Amazon Aurora PostgreSQL parameters, Part 1: Memory and query plan management

Organizations today have a strategy to migrate from traditional databases and as they plan their migration, they don’t want to compromise on performance, availability, and security features. Amazon Aurora is a cloud native relational database service that combines the speed and availability of high-end commercial databases with the simplicity and cost-effectiveness of open source databases. The PostgreSQL-compatible edition of Aurora delivers up to 3X the throughput of standard PostgreSQL running on the same hardware, enabling existing PostgreSQL applications and tools to run without requiring modification. The combination of PostgreSQL compatibility with Aurora enterprise database capabilities provides an ideal target for commercial database migrations.

Amazon Aurora PostgreSQL-Compatible Edition has enhancements at the engine level, which improves the performance for high concurrent OLTP workload, and also helps bridge the feature gap between commercial engines and open-source engines. While the default parameter settings for Aurora PostgreSQL are good for most of the workloads, customers who migrate their workloads from commercial engines may need to tune some of the parameters according to performance and other non-functional requirements. Even workloads which are migrated from PostgreSQL to Aurora PostgreSQL may need to relook at some of the parameter settings because of architectural differences and engine level optimizations.

In this four part series, we explain parameters specific to Aurora PostgreSQL. We also delve into certain PostgreSQL database parameters that apply to Aurora PostgreSQL, how they behave differently, and how to set these parameters to leverage or control additional features in Aurora PostgreSQL.

In this first post, we cover parameters that can be useful to tune the memory utilization of Aurora PostgreSQL. We also cover parameters that help control the behavior of the Query Plan Management (QPM) feature of Aurora PostgreSQL. In part two, we will cover parameters related to replication, security, and logging. We will cover Aurora PostgreSQL optimizer parameters in part three which can improve performance of queries. In part four, we will cover parameters which can align Aurora PostgreSQL closer to American National Standards Institute (ANSI) standards and reduce the migration effort when migrating from commercial engines.

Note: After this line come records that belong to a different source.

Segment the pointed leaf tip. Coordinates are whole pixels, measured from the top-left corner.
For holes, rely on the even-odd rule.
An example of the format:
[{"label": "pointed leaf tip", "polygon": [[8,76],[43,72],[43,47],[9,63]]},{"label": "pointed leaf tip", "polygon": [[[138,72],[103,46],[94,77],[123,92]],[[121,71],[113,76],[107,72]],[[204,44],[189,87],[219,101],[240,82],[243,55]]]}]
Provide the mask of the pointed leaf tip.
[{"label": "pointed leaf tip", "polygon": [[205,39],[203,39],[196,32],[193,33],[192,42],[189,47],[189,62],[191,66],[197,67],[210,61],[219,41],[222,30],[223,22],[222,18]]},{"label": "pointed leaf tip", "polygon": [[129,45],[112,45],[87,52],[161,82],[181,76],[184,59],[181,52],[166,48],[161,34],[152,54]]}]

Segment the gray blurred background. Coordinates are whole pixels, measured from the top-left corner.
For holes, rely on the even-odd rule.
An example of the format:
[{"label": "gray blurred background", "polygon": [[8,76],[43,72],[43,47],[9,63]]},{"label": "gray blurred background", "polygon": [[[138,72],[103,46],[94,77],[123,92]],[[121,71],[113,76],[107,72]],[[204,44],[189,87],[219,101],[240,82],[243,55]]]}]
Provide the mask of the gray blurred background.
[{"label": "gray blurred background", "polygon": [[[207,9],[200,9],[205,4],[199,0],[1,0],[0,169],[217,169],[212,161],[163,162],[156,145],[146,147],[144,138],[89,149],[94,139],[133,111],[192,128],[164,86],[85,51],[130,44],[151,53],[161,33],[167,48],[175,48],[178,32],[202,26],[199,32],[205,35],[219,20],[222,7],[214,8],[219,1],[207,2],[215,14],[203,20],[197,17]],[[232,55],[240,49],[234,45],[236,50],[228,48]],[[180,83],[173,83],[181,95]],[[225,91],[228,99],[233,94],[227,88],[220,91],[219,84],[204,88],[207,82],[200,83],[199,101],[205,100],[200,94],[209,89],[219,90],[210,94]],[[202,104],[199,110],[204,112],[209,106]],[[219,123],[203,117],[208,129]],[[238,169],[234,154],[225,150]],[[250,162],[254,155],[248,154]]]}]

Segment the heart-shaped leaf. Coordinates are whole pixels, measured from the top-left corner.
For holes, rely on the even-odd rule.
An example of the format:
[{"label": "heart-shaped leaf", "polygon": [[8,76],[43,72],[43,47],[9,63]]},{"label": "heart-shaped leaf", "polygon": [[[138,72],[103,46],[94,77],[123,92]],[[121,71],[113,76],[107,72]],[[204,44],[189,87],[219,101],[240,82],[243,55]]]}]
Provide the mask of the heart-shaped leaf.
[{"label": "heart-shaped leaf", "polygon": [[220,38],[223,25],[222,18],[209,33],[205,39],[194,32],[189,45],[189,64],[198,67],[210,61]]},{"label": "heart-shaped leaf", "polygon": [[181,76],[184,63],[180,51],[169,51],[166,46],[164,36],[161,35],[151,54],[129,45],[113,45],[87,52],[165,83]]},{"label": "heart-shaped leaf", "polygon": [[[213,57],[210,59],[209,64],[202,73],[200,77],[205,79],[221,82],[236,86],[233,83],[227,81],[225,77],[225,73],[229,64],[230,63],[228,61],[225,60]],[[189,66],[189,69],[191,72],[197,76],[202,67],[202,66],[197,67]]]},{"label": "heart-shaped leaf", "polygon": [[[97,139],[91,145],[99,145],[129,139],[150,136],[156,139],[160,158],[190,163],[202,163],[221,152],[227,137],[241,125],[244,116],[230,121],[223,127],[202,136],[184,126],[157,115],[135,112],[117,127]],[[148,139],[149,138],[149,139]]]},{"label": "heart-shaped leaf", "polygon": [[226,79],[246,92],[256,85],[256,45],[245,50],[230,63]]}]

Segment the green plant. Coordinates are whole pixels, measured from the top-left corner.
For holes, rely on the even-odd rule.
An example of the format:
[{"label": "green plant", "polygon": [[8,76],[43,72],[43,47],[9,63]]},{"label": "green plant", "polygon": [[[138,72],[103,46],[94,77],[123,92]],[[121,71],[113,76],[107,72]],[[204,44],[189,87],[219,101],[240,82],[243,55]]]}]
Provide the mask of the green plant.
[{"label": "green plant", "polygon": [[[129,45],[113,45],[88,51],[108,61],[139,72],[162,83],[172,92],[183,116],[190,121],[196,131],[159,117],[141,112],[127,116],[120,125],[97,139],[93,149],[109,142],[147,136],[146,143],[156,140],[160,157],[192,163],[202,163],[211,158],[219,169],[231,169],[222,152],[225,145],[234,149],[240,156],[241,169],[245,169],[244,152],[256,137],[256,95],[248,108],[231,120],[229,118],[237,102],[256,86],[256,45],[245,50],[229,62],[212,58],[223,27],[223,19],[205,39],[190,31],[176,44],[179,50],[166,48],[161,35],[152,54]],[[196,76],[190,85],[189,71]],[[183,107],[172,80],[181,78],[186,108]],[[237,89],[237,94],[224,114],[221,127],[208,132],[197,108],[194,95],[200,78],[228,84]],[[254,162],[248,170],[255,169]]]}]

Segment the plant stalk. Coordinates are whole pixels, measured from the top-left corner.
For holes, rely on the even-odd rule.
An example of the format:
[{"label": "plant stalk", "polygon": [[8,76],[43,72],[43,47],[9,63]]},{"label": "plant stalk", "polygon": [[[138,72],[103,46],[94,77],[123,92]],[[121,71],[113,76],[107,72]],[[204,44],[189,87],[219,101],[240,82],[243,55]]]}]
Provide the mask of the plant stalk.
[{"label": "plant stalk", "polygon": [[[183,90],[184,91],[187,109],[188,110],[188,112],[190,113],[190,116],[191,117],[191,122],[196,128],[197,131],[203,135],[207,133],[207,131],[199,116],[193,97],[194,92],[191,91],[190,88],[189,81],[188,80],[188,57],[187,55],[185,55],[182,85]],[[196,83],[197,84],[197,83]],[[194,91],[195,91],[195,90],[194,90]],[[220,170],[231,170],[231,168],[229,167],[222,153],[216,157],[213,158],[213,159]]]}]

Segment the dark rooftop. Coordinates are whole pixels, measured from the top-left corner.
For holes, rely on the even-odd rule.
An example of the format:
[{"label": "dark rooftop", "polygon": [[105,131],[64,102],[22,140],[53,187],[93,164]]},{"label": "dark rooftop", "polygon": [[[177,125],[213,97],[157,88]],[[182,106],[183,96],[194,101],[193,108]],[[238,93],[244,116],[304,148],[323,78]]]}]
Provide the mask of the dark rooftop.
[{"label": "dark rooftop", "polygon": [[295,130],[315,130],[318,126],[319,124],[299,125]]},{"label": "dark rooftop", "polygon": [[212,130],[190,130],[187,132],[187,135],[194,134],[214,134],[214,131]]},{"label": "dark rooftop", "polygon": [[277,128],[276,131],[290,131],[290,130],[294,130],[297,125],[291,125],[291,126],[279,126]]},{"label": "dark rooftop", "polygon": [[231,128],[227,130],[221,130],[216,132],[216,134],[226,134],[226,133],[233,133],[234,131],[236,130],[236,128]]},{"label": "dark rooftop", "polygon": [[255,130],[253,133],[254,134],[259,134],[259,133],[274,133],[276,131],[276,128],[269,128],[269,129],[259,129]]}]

Memory and buffer related parameters

Although Aurora PostgreSQL has a similar shared memory architecture as PostgreSQL, there are some variations on how they apply. In this section, we cover two important shared memory parameters of PostgreSQL, shared_buffers and wal_buffers, and see how their interpretation changes in Aurora. We also discuss apg_ccm_enabled, which allows you to control behavior of an important Aurora feature: cluster cache management.

shared_buffers

In PostgreSQL, reads and writes are cached in a shared memory area referred to as shared buffers, and the size of this area is controlled by the shared_buffers parameter. Just like any other relational database, if PostgreSQL needs to read a page, it first caches that page in shared buffers before returning it to the client. Subsequent queries that need to refer to the same page just get it from the shared buffer. Similarly, for modification, the page isn’t immediately flushed to the disk. The writes are cached in the shared buffers (as dirty buffers) and then flushed upon the checkpoint. shared_buffers is used to designate the size of the shared memory area reserved by the postmaster for shared buffers.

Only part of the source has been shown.